Le Portugal coincé entre forte dette et croissance potentielle faible

Le Portugal vote dans un an. Le retour à la croissance en 2014 ne doit pas cacher les faiblesses structurelles d'un pays en convalescence.
Le Portugal votera en 2015.

Dans un an, en octobre 2015, le Portugal devrait à nouveau voter pour renouveler l'assemblée de la République, la chambre des parlementaires. Après quatre ans d'austérité et « d'ajustement », la situation économique du pays reste encore très incertaine. Les données macroéconomiques portugaises semblent très difficiles à lire.

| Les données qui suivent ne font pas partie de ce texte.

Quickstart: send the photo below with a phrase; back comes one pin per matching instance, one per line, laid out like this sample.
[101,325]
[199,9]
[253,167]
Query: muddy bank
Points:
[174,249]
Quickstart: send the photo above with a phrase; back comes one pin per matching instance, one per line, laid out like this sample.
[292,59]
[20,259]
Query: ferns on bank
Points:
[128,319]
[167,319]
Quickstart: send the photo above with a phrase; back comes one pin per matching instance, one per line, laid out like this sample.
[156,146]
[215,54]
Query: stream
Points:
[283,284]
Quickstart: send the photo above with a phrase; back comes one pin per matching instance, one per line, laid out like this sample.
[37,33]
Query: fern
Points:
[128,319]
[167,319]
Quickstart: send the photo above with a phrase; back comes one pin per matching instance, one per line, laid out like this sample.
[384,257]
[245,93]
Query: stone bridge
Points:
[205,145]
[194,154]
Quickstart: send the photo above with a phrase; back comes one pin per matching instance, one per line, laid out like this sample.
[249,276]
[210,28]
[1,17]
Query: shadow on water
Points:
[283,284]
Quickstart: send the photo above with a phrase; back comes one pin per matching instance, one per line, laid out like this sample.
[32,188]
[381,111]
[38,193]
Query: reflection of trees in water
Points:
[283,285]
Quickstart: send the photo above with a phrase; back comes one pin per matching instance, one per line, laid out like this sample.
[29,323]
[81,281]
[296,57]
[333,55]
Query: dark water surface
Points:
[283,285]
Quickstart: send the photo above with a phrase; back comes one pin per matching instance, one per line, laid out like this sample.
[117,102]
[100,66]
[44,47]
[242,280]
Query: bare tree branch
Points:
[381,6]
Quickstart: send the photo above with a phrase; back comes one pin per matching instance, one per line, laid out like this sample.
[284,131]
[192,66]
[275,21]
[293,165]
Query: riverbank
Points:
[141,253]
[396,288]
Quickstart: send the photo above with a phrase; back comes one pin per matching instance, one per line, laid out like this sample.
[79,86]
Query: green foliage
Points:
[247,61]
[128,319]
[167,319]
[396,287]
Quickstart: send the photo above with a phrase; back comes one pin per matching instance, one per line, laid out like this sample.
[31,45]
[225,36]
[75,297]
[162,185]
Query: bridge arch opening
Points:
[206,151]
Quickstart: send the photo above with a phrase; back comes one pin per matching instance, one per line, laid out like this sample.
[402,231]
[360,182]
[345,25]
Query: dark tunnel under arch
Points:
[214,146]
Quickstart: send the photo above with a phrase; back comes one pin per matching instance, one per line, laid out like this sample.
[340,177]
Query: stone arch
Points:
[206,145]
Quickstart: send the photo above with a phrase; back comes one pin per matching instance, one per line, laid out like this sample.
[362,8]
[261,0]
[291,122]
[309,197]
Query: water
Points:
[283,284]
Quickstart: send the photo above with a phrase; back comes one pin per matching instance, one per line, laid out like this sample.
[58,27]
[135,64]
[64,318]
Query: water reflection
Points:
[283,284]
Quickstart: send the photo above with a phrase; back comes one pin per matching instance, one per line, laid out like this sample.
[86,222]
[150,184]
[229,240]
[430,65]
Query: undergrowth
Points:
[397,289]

La croissance trimestrielle a très fortement chuté au premier trimestre (-0,9 %) avant de remonter de 0,6 % lors du trimestre suivant. « Les chiffres des exportations provenant des deux grandes raffineries du pays qui ont connu des épisodes de maintenance sont assez volatils », explique Bénédicte Kukla, économiste chez Crédit Agricole SA.

Au final, la croissance annuelle serait évaluée, pour le moment, à 0,9 % ou 1 % par la plupart des économistes pour cette année, ce serait la première année de croissance depuis 2010. Mais ce « rebond » reste évidemment limité après un recul du PIB en trois ans de 5,8 %. Si le chiffre de 1 % se confirme, le recul de la richesse nationale sur 4 ans demeurera proche de 5 %.

Un moteur intérieur ?

Surtout, les moteurs de la croissance portugaise demeurent encore incertains. La demande intérieure semble avoir pris le relais des exportations au premier semestre. Pour deux raisons. D'abord, à l'approche des élections et après une lourde défaite aux municipales de juin 2013 qui avait failli l'emporter dans une crise politique, le gouvernement de centre-droit de Pedro Passos Coelho a levé le pied sur les mesures d'austérité. D'autres éléments ont contribué à cette reprise de la demande intérieure. « Comme en Espagne, il y a eu, après une période de forte austérité, un effet de rattrapage d'une demande interne qui a été longtemps comprimée », souligne Bénédicte Kukla qui ne croit guère à un effet durable de ce phénomène. Plusieurs raisons expliquent ce relatif pessimisme.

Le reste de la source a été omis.